Should I explicitly (i.e., bring up the topic) mention my beliefs and my reasons for being uninvolved? I'd risk being even more isolated than I now am, but maybe I should give people the chance to respond to me naturally. Also, this would be a very unfun conversation to have, and I don't want people to try to argue with me. Should I put something on my site or profile instead? Write a letter?

After that, any ideas where I might find people who are not religiously conservative but who aren't hateful of religion either? Such people must exist, but my experience -- a former conservative Christian working in scientific research -- has been ... polarized.

Missing the Flock

Dear Missing the Flock,

I grew up in a family of nonbelievers in a heavily Christian Southern town. So I know what it is like to be an outsider. I know what it is like to be scorned for your lack of belief. But I have no idea what it is like to belong to a church, nor what it is like to leave one.

My intuition tells me that the best way to approach this would be to pick one or two people you trust, who seem most capable of hearing you out, and tell them what you have arrived at.

But while I think that my own speculations may prove of some limited interest, the people to listen to are those who have gone through what you are about to go through.

This in particular I find interesting: the story of one James Buckner, like yourself a scientist, who writes, "I was a sincere, dedicated Christian, seriously trying to live the Christian life, and I lost faith as a result of studying the Bible  quite contrary to my own wish."

His account of how he left the faith, how he dealt with his pastor and his relatives, and how he attempted to reforge the relationships that were disrupted by his deconversion, addresses many of your questions in a way that only someone who has been through the experience could do. I think that many of the answers you seek about how to conduct yourself through what will be a wrenching and difficult process of transformation will be found in the writings and discussion of those such as Buckner who have gone before you.

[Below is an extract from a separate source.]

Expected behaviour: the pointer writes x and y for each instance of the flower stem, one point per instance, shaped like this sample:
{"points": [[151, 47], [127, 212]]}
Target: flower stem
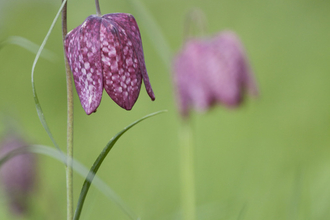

Also of interest were some of the stories posted on exchristian.net.

I can only add, from an outsider's perspective, the hope that you will be able to find strength in knowing that the kind of intellectual struggle you are going through is a proud and vital process, one that we in this nation ought to commend, as reason, not faith, is the bulwark of democracy.

I hope you do not waste too much time in fruitless dispute with those who out of care and concern will try to lure you back into belief, since faith can neither be argued into or out of someone but must arrive and depart according to its own capricious schedule. Indeed, faith seems to be largely a matter of faith.

Note the circular reasoning of one of Buckner's relatives, i.e., "If you accept and practice Christianity and it is false you have essentially lost nothing. If you reject Christianity and it is true, then you have lost everything." This is astounding, is it not? It suggests that our nature is not to love truth and seek it, but to love comfort and to play the odds. Such a utilitarian view strikes at the heart of faith itself, which is powerful because it is real, not because it is utilitarian.

Perhaps I should not make too much of that. But the narrow common ground we secularists have with Christians is in part the assumption that they have found religion in seeking the truth. If they have found religion simply in seeking the best deal, that's a different story -- it tends to make one less sanguine about the sanctity and power of that belief.

At any rate, if you discover the truth and it makes you uncomfortable, what are you to do? Ignore the truth in order to stick with what makes you comfortable? No, I do not think that is the admirable choice. I think the admirable choice is to face what makes you uncomfortable.

Welcome to all our discomfort, fellow questioner!